Wie finde ich ihn?

59 2 0
                                    

Ich würde mal sagen, das war nicht so leicht. Am nächsten Tag fand ich nämlich noch nicht mal eine Minute, um in den Dschungel zu gehen, was sich nun wirklich nicht lohnte. Allerdings war die andere Seite der Insel wirklich ziemlich schön. Habe ich das Adjektiv „schön“ schon mal verwendet? Sagen wir, die andere Seite der Insel sprach mich an. 

Die Häuser waren klein und bunt und die Leute wirkten nett. Nur den Jungen sah ich nicht. Warum konnte er nicht wie jeder normale Mensch in einem Haus leben? Was war so toll daran, im Dschungel zu leben? Ich verstand es einfach nicht. Wieso müssen alle Leute der kleinen Mea das Leben schwer machen?

Plötzlich kam eine alte Frau auf mich zu. Sie hatte so etwas an sich, dass mich stehen bleiben ließ. Viel Gewicht, sehr viel. Sie versperrte mir den ganzen Weg.

Langsam holte sie mit ihren zittrigen Händen ein Armband aus der Tasche und band es um meinen Arm. Dann drückte sie meine Hand fest, lächelte mich mit einem zahnlosen Lächeln an und sagte: „mögen deine Wünsche in Erfüllung gehen“ Ich wusste nicht, ob das genau ihre Worte waren, sie hatte schließlich Portugiesisch gesprochen, aber so etwas Ähnliches wird sie schon gesagt haben.

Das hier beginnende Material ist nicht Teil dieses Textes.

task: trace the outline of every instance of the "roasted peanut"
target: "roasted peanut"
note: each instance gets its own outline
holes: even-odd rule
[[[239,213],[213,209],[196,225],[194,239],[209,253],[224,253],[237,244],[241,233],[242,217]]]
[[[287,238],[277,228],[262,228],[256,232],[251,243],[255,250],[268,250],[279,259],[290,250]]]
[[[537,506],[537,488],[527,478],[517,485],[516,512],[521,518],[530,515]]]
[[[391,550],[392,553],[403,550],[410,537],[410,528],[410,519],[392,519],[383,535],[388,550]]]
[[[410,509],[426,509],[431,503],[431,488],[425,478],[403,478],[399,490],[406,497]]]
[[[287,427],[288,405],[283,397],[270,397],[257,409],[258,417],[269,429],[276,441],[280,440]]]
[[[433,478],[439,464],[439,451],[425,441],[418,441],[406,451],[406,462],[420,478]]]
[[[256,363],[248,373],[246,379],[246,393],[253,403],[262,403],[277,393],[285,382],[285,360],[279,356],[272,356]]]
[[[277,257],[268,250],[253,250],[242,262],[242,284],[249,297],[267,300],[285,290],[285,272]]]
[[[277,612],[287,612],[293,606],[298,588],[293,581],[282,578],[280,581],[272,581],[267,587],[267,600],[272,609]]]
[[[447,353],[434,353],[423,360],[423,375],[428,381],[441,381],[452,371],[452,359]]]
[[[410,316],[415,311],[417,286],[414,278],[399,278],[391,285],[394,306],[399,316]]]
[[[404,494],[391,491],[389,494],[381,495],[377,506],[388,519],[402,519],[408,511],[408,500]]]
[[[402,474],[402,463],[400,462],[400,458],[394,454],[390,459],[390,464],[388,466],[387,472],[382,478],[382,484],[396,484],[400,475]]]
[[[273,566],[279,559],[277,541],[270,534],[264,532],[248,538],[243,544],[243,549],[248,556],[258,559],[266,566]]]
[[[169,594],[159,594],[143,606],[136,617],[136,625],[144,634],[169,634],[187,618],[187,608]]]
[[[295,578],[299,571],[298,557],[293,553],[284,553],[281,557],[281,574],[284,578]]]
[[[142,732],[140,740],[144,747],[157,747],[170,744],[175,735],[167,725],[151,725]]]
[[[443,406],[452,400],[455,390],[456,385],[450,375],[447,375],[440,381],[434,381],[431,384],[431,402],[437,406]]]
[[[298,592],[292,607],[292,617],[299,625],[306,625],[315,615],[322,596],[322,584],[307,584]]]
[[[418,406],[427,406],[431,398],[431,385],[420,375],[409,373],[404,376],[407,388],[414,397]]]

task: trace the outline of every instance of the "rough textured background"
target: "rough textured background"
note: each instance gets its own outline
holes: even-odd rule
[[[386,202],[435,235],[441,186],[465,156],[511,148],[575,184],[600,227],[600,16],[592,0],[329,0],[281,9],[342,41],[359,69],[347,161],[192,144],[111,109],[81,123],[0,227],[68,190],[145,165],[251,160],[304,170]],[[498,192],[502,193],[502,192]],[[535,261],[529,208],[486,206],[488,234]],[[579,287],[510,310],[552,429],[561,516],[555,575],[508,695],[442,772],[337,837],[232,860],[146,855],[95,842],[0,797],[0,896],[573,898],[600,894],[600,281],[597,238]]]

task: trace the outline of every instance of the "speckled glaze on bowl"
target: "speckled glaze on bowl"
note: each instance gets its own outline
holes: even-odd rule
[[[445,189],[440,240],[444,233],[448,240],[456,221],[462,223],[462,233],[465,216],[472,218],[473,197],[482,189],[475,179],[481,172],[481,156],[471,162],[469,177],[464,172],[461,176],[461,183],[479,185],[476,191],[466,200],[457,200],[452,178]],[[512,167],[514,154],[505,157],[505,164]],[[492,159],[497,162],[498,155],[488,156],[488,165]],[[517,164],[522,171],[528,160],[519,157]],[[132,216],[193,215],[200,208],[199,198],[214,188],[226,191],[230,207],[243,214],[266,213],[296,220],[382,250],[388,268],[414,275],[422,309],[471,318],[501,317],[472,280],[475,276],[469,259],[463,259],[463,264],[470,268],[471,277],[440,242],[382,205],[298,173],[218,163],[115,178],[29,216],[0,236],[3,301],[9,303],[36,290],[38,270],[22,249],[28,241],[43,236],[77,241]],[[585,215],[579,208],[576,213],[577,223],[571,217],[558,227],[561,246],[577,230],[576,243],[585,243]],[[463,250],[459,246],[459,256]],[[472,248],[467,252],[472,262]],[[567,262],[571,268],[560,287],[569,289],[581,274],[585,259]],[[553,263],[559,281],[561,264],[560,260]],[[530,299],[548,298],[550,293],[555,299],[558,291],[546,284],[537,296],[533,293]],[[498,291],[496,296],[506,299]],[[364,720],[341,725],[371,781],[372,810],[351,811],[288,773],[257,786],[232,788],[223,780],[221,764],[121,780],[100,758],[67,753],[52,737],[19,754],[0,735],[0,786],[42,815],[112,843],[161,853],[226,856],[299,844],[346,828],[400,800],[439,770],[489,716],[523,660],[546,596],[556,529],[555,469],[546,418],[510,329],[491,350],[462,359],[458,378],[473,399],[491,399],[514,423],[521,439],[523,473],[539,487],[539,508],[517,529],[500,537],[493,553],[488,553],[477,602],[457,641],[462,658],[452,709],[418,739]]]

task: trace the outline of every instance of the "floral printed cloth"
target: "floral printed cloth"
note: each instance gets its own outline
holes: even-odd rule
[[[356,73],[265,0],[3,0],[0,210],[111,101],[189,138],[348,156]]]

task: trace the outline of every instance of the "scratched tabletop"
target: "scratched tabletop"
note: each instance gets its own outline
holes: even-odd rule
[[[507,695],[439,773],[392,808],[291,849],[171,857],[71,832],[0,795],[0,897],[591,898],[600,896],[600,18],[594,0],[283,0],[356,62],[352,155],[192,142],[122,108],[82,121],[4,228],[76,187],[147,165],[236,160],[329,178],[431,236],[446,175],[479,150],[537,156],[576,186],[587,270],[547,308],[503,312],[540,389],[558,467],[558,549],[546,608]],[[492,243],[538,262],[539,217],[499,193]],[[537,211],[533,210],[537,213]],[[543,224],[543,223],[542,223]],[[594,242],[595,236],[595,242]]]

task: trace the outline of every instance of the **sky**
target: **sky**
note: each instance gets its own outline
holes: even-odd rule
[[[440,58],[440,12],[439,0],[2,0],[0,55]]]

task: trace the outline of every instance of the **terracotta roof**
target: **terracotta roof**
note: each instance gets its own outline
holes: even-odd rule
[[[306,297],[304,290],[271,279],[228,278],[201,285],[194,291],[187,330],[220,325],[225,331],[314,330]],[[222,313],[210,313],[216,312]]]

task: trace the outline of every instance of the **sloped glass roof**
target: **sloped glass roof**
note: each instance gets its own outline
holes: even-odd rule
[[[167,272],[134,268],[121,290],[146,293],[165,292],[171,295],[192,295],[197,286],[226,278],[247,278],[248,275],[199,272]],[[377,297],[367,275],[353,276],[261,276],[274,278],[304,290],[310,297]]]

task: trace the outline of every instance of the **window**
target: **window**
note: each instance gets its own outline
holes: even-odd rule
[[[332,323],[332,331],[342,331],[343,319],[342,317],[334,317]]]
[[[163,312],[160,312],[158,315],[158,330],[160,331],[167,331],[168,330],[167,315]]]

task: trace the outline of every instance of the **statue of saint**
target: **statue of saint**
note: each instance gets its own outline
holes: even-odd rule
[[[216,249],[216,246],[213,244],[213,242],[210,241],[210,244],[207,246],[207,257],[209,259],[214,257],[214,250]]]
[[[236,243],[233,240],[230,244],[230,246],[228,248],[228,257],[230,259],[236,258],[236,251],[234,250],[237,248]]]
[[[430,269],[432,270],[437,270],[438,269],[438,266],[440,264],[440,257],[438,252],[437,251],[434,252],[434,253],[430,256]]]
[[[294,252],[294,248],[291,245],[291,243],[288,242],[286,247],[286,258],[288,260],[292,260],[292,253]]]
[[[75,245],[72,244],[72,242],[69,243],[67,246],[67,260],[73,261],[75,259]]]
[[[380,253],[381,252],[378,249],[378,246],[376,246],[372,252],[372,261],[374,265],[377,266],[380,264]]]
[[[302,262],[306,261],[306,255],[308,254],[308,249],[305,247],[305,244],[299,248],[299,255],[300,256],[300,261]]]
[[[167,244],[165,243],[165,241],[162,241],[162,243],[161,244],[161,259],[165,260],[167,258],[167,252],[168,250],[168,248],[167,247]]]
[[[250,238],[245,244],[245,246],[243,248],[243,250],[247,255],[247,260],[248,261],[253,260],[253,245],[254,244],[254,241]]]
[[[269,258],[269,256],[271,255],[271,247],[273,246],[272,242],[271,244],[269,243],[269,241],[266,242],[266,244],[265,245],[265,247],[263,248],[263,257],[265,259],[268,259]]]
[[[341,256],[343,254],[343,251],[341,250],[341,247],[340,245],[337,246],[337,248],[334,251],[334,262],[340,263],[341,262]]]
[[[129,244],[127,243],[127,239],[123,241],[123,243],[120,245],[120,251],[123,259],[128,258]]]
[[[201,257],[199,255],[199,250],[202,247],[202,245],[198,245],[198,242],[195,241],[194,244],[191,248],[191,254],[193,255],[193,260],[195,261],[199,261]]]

„Danke“, mehr konnte ich nicht auf Portugiesisch, dann verschwand die alte Frau auch schon wieder zwischen den Menschen. Natürlich verschwand sie nicht im wörtlichen Sinn, sie war ja schließlich unübersehbar, aber sie machte mir den Weg frei. Ich strich über das Armband an meiner Hand. Ich hatte zwar schon viel über falsche Zauberer und so was gehört, aber ich beschloss, die Frau trotzdem zu mögen, denn das Armband war ziemlich schön.

Nachdenklich machte es mich trotzdem. Denn ich fand es schon ein bisschen merkwürdig, dass selbst vollkommen fremde Leute sofort sahen, dass etwas mit mir nicht stimmte. Vielleicht machte diese Frau das bei jedem Menschen, der auch nur annährend nach Tourist aussah, aber wenn man da diese Möglichkeit betrachtete, dass sie es wirklich ernst meinte, und dass konnte sein, denn sie hatte ja schließlich kein Geld verlangt, musste ich mir schon ein bisschen Sorgen machen. Eigentlich sah ich doch vollkommen normal aus, hatte keine Verletzung, noch nicht mal eine einzige Schramme, ich hatte keine verheulten Augen, meine Schminke war nicht verschmiert, ich war noch nicht einmal geschminkt. Außerdem sah ich nicht unbedingt so aus, als wenn mir die ganze Welt vollkommen egal wäre, ich war gestylt und hatte frische Anziehsachen an. Also, wie ist diese Frau darauf gekommen, dass ich etwas brauchte, womit meine Wünsche erfüllt werden könnten?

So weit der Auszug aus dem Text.